IMPROVING THE PERFORMANCE OF RTOS

USING MULTIPLE REGISTER FILES ARCHITECTURE

Jong-Woong Kim, Soo-Hyun Kwon, Kab-Su Han and Jeong-Hoon Cho

EEC, Kyung-pook National University, Daegu, Republic of Korea

Keywords: Task Context Switch, Real-Time OS, Embedded System, Register file (RF).

Abstract: In recent years, real-time operating systems (RTOS) have been becoming more and more important in

embedded systems because of increasing the number of task with complex functions and the need of faster

response time. Faster response time is strongly related to the task context switch time and especially task

context switch time is the most important factor to determine the performance of RTOS. Most embedded

systems are suffering from processing it. In this paper, we present the technique to improve the performance

of RTOS by reducing the task context switch overhead. To achieve this goal, we suggest multiple register

files architecture and a task to register file mapping algorithm based on rate monotonic (RM) scheduling

algorithm for efficiently using our new architecture. Also we show the experimental results to improving

our technique using ATmega103 implementation in FPGA. As a result we can decrease the task context

switch overhead up to 23% depend on the number of register files even though there are some area

overheads by increasing the number of register files.

1 INTRODUCTION

Recently, as embedded systems have extended their

application from traditional manufactures, logistics,

service business to high-tech aviation, space,

military, multimedia communication, and next

generation energy business, they have to support

multiple, real-time and multimedia processing

capabilities and the wire/wireless network service.

These trends result in increasing the complexity of

embedded system and embedded applications as

well and also the usage of real-time operating

system (RTOS). RTOS is the an operating system

intended for real-time applications and serves

application requests nearly real-time based on the

prioiry. It is desighed to minimize critical sections of

system code so that it can process application

requests within a certain amount of time. Thesedays

RTOS is widely used in the cellular phone

communication equipment, industry facilities and

vehicle and so on, and there are some popular RTOS

used in each relevant field repectively like IOS,

REX, L4 and OSEK. RTOS provides task

scheduling, resource management, synchronization,

communication and precise timing so it can cover

various applications (John and Rajkumar, 2004).

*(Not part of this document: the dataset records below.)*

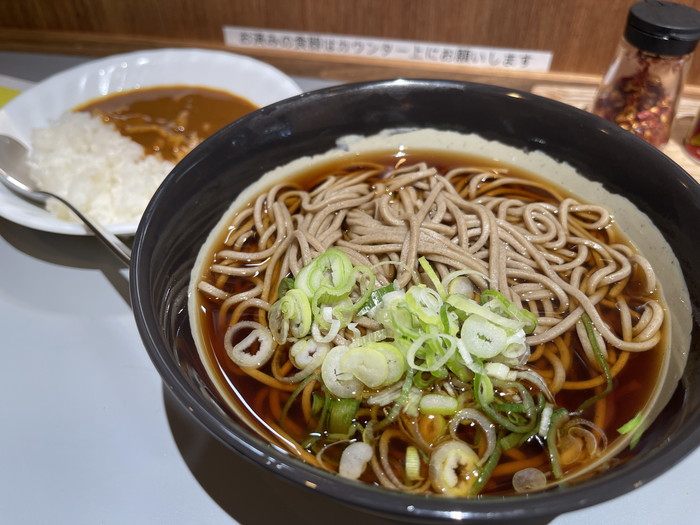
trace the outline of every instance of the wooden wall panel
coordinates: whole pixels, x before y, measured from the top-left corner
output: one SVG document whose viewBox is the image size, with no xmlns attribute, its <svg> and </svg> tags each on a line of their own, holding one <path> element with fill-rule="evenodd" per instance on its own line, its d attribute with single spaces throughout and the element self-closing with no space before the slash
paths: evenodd
<svg viewBox="0 0 700 525">
<path fill-rule="evenodd" d="M 700 0 L 678 1 L 700 9 Z M 135 46 L 221 47 L 223 26 L 236 25 L 552 51 L 554 74 L 599 77 L 634 2 L 0 0 L 0 49 L 102 55 Z M 274 53 L 253 54 L 284 63 Z M 319 57 L 310 60 L 309 64 L 318 63 Z M 328 59 L 336 66 L 341 62 L 354 65 L 351 69 L 358 74 L 361 64 Z M 371 70 L 374 65 L 368 67 Z M 457 73 L 450 68 L 445 71 Z M 689 81 L 700 83 L 700 60 L 695 61 Z"/>
</svg>

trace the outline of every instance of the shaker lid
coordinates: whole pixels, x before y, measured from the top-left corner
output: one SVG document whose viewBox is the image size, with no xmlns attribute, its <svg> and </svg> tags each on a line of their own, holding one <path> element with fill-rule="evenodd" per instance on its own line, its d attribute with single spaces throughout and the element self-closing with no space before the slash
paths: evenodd
<svg viewBox="0 0 700 525">
<path fill-rule="evenodd" d="M 692 53 L 700 40 L 700 11 L 674 2 L 637 2 L 627 15 L 625 39 L 659 55 Z"/>
</svg>

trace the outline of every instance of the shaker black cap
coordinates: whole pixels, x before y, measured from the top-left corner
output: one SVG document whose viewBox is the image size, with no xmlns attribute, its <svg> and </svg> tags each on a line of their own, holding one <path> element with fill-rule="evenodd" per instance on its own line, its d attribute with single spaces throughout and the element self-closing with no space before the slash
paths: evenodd
<svg viewBox="0 0 700 525">
<path fill-rule="evenodd" d="M 700 40 L 700 11 L 674 2 L 637 2 L 627 15 L 625 39 L 658 55 L 692 53 Z"/>
</svg>

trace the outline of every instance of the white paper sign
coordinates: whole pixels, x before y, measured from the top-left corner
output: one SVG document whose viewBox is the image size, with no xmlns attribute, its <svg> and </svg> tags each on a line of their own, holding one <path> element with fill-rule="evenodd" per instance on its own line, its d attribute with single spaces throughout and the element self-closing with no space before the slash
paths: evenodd
<svg viewBox="0 0 700 525">
<path fill-rule="evenodd" d="M 274 31 L 250 27 L 224 26 L 228 46 L 299 53 L 341 55 L 377 60 L 407 60 L 467 67 L 514 71 L 549 71 L 552 53 L 527 49 L 477 47 L 344 36 L 328 33 Z"/>
</svg>

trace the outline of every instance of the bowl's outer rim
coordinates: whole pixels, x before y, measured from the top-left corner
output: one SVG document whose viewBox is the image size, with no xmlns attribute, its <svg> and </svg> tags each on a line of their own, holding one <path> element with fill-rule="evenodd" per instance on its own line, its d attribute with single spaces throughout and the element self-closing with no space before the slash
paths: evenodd
<svg viewBox="0 0 700 525">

However there exists some overheads such as task

scheduling, time management, and event

management which cause the performance

degradation of RTOS like difficult prediction or late

response time. Therefore it is important to reduce

these overheads to guarantee the performance of

RTOS.

Task context switching refers to the computing

process of storing the present state and restoring the

previous state of CPU so that CPU can resume from

the same point at a later time. It can make multiple

processes possible to share a single CPU. Though

task context switching is an essential feature of a

multitasking embedded system, it causes

unavoidable system overhead at the same time

(Philip, 1996) (Hassan, 2000). In general, the

overhead of context switching is about 10~20% in

total running time (Dan, 2007).

In this paper we suggest the technique for

reducing the overhead of task context switching that

is the most critical part of RTOS. Our technique

organizes the multiple register files (MRF)

architecture and a mapping algorithm between tasks

and register files (RF) based on the rate monotonic

(RM) scheduling algorithm(Stewart and Barr, 2002).

Our technique makes it possible to reduce the task

451

Kim J., Kwon S., Han K. and Cho J. (2011).

IMPROVING THE PERFORMANCE OF RTOS USING MULTIPLE REGISTER FILES ARCHITECTURE.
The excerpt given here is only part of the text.